The inspiration behind this groundbreaking development came from the rapid progress of applications like ChatGPT and Sora, as well as Google’s advancements in TPU technology. The researchers observed that traditional silicon semiconductor technologies are struggling to efficiently process the massive amounts of data required for modern AI systems.
The newly developed chip is comprised of 3,000 field transistors on carbon nanotubes arranged in 3×3 computing units. These units form a systolic matrix architecture that can concurrently execute operations involving two-bit integer accumulation and matrix multiplication.
The chip’s architecture is designed to maintain a continuous flow of systolic input data, reducing the need for reading and writing operations in static RAM (SRAM) and resulting in increased energy efficiency.

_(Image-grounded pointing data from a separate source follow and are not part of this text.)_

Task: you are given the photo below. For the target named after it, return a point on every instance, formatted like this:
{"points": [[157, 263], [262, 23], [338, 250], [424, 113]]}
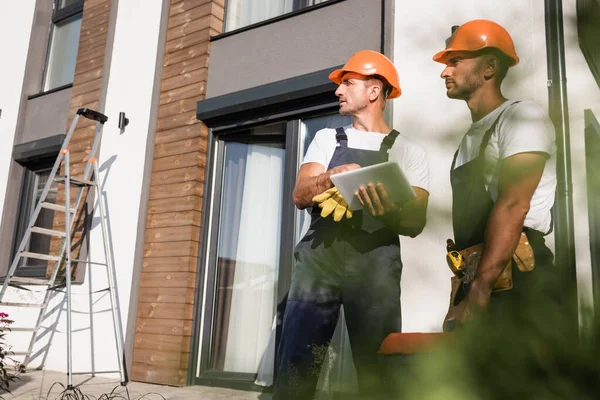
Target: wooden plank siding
{"points": [[172, 237], [86, 92]]}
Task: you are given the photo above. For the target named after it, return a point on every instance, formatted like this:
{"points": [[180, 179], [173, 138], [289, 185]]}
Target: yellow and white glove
{"points": [[331, 201]]}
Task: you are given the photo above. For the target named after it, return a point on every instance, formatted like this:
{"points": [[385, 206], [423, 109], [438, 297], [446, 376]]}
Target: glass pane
{"points": [[240, 13], [247, 255], [63, 53], [308, 130], [39, 243]]}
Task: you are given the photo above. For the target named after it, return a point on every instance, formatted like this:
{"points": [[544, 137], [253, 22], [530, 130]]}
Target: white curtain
{"points": [[256, 259], [246, 12]]}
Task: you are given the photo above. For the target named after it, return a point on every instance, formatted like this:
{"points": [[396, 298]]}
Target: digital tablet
{"points": [[388, 173]]}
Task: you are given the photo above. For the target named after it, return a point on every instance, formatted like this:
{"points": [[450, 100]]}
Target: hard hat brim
{"points": [[336, 77]]}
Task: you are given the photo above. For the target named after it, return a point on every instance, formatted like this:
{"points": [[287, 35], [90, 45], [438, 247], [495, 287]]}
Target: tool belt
{"points": [[464, 264]]}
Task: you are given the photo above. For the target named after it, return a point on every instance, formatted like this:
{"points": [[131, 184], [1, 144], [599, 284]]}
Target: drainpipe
{"points": [[559, 113]]}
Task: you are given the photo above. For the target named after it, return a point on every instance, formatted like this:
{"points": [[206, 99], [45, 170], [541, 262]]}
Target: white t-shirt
{"points": [[524, 127], [410, 155]]}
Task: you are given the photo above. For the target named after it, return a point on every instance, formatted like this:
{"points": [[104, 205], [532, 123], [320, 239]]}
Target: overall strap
{"points": [[485, 140], [340, 137], [388, 141]]}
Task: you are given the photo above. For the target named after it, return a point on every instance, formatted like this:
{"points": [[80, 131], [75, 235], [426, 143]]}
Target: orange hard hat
{"points": [[477, 35], [369, 63]]}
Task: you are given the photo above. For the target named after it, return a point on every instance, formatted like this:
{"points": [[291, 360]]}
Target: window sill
{"points": [[57, 89], [274, 19]]}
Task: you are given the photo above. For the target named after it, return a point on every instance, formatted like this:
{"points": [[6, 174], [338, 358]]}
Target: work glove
{"points": [[331, 201]]}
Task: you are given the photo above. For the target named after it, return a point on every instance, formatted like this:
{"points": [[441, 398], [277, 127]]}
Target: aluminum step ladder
{"points": [[63, 257]]}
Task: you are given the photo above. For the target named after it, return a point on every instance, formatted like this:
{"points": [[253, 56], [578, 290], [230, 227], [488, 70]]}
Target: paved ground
{"points": [[36, 385]]}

Each computing unit within the chip receives data from neighboring blocks, calculates partial results independently, and forwards them to adjacent units. These computing blocks are optimized for 2-bit multiplication operations with accumulation (MAC) and matrix multiplication for both signed and unsigned integers.

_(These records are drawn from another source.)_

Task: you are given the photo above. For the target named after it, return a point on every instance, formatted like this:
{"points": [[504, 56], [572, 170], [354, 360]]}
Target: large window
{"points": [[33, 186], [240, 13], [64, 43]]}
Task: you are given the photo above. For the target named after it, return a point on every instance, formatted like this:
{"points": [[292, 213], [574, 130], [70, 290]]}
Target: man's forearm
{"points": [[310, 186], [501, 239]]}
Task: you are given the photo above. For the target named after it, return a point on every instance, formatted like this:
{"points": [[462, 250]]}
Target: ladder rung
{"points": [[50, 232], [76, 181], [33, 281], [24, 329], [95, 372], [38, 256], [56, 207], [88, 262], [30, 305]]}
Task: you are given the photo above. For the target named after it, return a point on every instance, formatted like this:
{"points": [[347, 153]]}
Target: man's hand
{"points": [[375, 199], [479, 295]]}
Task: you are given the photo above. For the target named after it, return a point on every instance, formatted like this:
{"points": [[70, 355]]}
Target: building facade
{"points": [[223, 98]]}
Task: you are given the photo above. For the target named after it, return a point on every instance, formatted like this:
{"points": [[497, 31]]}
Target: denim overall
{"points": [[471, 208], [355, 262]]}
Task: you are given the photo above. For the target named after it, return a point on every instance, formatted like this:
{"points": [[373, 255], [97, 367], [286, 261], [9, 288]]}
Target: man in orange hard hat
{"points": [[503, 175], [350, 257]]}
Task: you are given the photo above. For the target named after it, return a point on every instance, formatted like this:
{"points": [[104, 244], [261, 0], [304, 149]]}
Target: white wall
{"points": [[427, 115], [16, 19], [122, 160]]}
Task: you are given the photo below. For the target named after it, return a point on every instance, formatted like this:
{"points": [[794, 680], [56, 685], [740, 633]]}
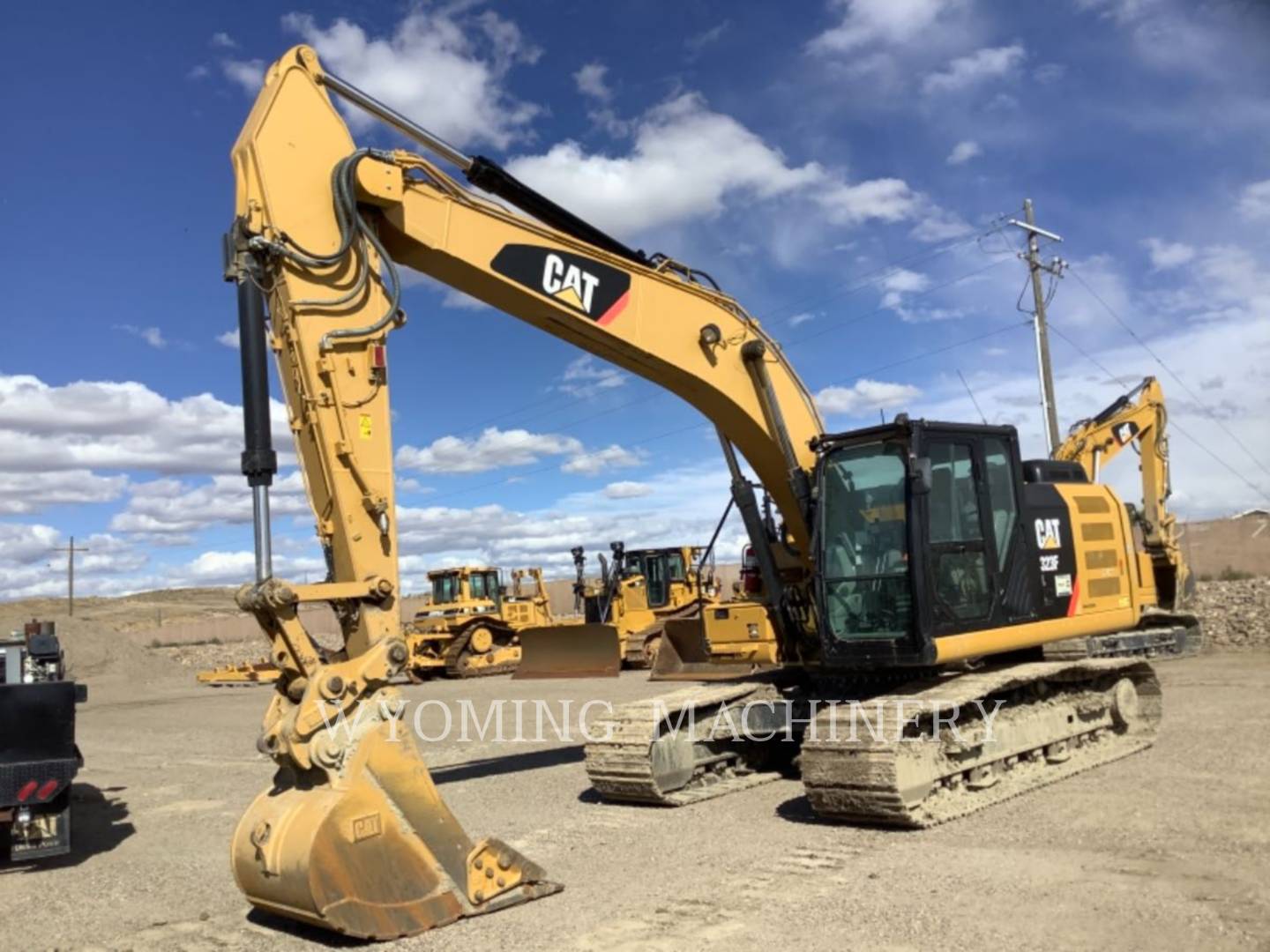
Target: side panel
{"points": [[1050, 548]]}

Using the carbon tensor processor, the researchers constructed a five-layer buckthorn neural network capable of image recognition with an impressive 88% accuracy while consuming only 295 μW of energy, marking it as the most energy-efficient technology of its kind.
Modeling studies have indicated that a carbon transistor utilizing a 180-nanometer technological node could achieve a clock frequency of 850 MHz, with an energy efficiency surpassing 1 TOPS/W (trillions of operations per second per watt).
Looking ahead, the researchers aim to enhance the performance and energy efficiency of their approach by utilizing layered semiconductor carbon nanotubes, shrinking transistor sizes, boosting computing block throughput, and implementing CMOP logic.
Furthermore, the integration of carbon TPU into silicon chips to create three-dimensional structures is being considered. This configuration would involve positioning a silicon processor below a carbon TPU layer, enhancing overall computational capabilities.
The tightly connected computing blocks and systolic data flow architecture of the processor have the potential to significantly reduce memory access, a critical factor in cutting down energy consumption. This development is particularly crucial as the demand for computing power in AI algorithms continues to grow.